In search of support, I started to follow local vegans on Instagram. I couldn't help but notice uncanny similarities between many of the accounts I found. Their posts were all smoothie bowls or masses of exotic fruits and cooked starches, interspersed with pictures of animals under duress. Everybody in the community was using the same hashtags - #adelaidevegans #veganfood #whatveganseat #carbthefuckup - signifying their membership to club vegan. Everybody seemed to cycle or do yoga and, I confess, so did I. The bike was definitely a mistake. I can barely walk in a straight line.

practicallyvegan 1
Pictured: Mallory Steele

Another post I often saw was “food-porn” captioned with a sarcastic rant about the supposedly restrictive nature of a vegan diet - picking fun at the ignorance of non-vegans whilst simultaneously reaffirming veganism’s status as alternate. Vegans campaign for a vegan world, yet this idea of being deviant from the mainstream is so important to vegan culture. Then there were the collective nouns: ‘us’ to refer to ‘vegans’ and ‘people’ to refer to anyone else. Through this language, non-vegans become an oppressive majority, and vegans become non-people. When has segregation ever promoted progress? Activism is ineffective when it alienates anyone who thinks differently and only reaches those who already agree. This is why I stopped calling myself vegan.

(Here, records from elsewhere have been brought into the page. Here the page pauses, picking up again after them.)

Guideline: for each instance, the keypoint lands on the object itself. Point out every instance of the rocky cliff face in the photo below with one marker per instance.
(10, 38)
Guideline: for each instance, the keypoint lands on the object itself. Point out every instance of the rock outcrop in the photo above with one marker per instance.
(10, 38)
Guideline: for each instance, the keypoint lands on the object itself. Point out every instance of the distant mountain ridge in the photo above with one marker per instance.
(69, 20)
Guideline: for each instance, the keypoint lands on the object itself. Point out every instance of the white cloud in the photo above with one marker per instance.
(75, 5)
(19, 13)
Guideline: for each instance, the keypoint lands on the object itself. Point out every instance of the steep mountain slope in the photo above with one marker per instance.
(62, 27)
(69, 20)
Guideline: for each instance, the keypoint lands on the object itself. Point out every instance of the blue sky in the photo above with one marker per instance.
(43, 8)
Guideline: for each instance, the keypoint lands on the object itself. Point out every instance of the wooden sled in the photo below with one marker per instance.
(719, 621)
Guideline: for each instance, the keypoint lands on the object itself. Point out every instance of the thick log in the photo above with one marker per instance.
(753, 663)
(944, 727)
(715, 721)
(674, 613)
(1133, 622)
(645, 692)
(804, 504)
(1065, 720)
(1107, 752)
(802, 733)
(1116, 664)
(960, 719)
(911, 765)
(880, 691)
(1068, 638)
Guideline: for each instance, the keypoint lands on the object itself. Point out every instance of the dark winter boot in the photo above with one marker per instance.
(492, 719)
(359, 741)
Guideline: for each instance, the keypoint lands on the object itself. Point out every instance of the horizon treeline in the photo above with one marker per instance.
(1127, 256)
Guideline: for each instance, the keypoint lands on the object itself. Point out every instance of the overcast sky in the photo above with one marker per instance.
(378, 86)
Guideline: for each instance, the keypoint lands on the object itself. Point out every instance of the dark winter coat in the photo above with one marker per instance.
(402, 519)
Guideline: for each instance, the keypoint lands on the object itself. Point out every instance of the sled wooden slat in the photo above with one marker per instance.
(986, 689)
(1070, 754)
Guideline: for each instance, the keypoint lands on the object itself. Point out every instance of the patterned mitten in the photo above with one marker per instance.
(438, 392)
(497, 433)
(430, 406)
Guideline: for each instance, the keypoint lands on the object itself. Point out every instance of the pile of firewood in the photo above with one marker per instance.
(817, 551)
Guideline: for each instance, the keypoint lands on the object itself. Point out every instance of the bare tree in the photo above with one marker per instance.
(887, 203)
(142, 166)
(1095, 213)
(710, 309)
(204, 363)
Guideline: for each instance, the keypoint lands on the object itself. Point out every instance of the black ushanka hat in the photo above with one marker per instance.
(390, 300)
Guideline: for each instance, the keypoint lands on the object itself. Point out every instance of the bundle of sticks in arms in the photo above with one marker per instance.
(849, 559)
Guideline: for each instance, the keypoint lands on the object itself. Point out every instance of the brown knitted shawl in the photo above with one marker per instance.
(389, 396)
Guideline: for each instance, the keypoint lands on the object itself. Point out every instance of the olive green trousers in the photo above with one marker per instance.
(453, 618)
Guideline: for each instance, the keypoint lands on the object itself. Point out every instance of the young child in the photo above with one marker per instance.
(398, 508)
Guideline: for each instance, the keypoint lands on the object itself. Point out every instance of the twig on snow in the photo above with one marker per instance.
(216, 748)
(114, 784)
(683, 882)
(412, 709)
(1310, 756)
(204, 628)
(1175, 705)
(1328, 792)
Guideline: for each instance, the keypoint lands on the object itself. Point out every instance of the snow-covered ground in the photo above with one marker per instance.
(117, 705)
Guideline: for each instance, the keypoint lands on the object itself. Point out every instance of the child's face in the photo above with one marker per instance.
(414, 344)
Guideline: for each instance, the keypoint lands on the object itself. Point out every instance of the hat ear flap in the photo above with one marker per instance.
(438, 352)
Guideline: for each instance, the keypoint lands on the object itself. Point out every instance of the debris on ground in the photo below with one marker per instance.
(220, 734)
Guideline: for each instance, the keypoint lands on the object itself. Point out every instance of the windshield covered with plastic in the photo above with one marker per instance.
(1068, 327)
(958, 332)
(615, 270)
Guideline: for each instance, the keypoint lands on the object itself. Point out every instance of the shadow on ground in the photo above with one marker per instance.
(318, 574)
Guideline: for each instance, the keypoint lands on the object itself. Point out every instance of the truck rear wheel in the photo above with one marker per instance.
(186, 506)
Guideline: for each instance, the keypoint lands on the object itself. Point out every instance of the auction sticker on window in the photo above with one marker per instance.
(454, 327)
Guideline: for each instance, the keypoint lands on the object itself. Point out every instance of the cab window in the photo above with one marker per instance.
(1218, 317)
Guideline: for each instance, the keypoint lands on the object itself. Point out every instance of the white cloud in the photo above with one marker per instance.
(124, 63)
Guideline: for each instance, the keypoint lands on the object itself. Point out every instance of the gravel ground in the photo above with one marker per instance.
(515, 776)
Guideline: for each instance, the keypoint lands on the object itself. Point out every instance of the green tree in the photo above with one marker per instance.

My personal experience of veganism was that it operates like an ideology. Refusing to benefit from systems that take advantage of animals is undoubtedly admirable, but it has to be done on your own terms. By functioning as a set of intransigent rules, veganism - or any label - can strip individuals of their ability to think independently.

As a vegan, I consumed only what the ideology allowed. My personal values were deemed secondary to the values that veganism dictated. When I rejected the phone case that my dad gave me, I prioritised veganism over family. When I chose to eat nothing at a dinner with my friends, I prioritised veganism over social participation. It was only when I shed the label that everything I consumed became a conscious decision that affirmed my own values. I don’t buy cheese from the supermarket, but I’ll eat an arancini ball at a party - and I’m okay with that.

We use labels to identify ourselves, yet at the same we can lose our identities to them. When I decided to “go vegan”, my intention was to make a positive impact by refusing to consume agricultural produce. However, in doing so I lost touch with parts of myself. Now, as the curator of my own consumption, I am able to live the way I choose and maintain the relationships that were slipping away from my vegan self. I live with compassion. I live on my own terms. I live, not as a vegan, but as a person.